HSD64 Real-world adjuvant nivolumab utilization in surgically treated muscle-invasive bladder cancer patients within U.S. community oncology practice

Methods

The ConcertAI Patient360TM Bladder Dataset, derived from electronic medical records, was used to identify adult patients with MIBC (T2-T4aN0M0, T1-T4aN1M0) undergoing radical cystectomy between February 19, 2021 (six-months before nivolumab approval) and October 31, 2023. Patients with a history of other primary cancers, non-bladder systemic antineoplastic therapies, prior partial cystectomy, or neoadjuvant radiation were excluded. Patients were considered to be at high risk of recurrence if they met one of two criteria: a) received neoadjuvant cisplatin-based therapy and pT2-T4a or pN+; or, b) if patient did not receive neoadjuvant cisplatin-based therapy, pT3-4a or pN+. Neoadjuvant and adjuvant treatment utilization was described among all MIBC patients and then further among those with high risk of recurrence following surgery.

Results

A total of 138 eligible patients were identified (median age 69 years; 71% male; 81% White; 82% de novo; 91% urothelial histology).

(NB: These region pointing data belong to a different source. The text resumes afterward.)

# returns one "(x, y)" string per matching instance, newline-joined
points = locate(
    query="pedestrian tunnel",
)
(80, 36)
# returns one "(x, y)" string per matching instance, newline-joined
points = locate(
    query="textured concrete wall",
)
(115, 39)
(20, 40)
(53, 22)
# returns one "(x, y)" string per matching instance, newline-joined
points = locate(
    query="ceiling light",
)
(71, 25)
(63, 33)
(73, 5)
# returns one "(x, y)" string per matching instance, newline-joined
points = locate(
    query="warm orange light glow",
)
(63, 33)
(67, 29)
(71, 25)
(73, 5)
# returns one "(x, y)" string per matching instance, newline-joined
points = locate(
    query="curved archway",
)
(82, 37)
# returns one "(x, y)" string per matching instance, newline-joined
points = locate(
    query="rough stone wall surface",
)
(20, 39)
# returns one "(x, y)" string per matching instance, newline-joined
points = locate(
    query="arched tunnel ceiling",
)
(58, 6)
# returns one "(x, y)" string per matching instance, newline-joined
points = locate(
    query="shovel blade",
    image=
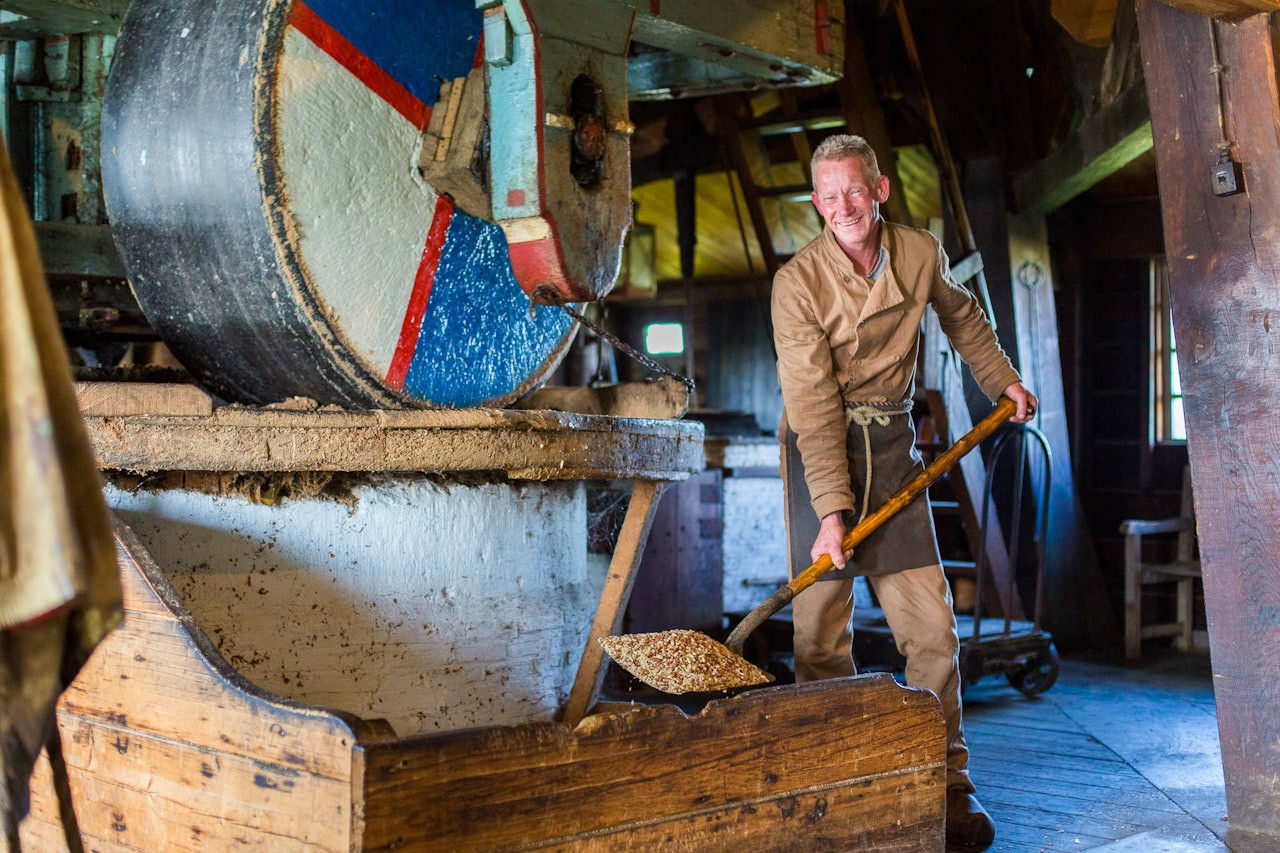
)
(682, 661)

Of these, the majority (72%; 100/138) received neoadjuvant therapy, while 15% (21/138) received adjuvant treatment, with 13% (18/138) receiving adjuvant nivolumab. Further, 13% (18/138) of patients received neoadjuvant and adjuvant treatment. About half of the patients were at high risk of recurrence following surgery (57/108 patients with complete pathologic staging). Of these, 68% (39/57) received neoadjuvant treatment and 28% (16/57) received adjuvant treatment with 26% (15/57) receiving adjuvant nivolumab.

Conclusions

In the era of adjuvant nivolumab, most patients with radically resected MIBC are receiving neoadjuvant treatment. Conversely, adjuvant nivolumab use was limited, even among patients with high risk of recurrence at radical cystectomy.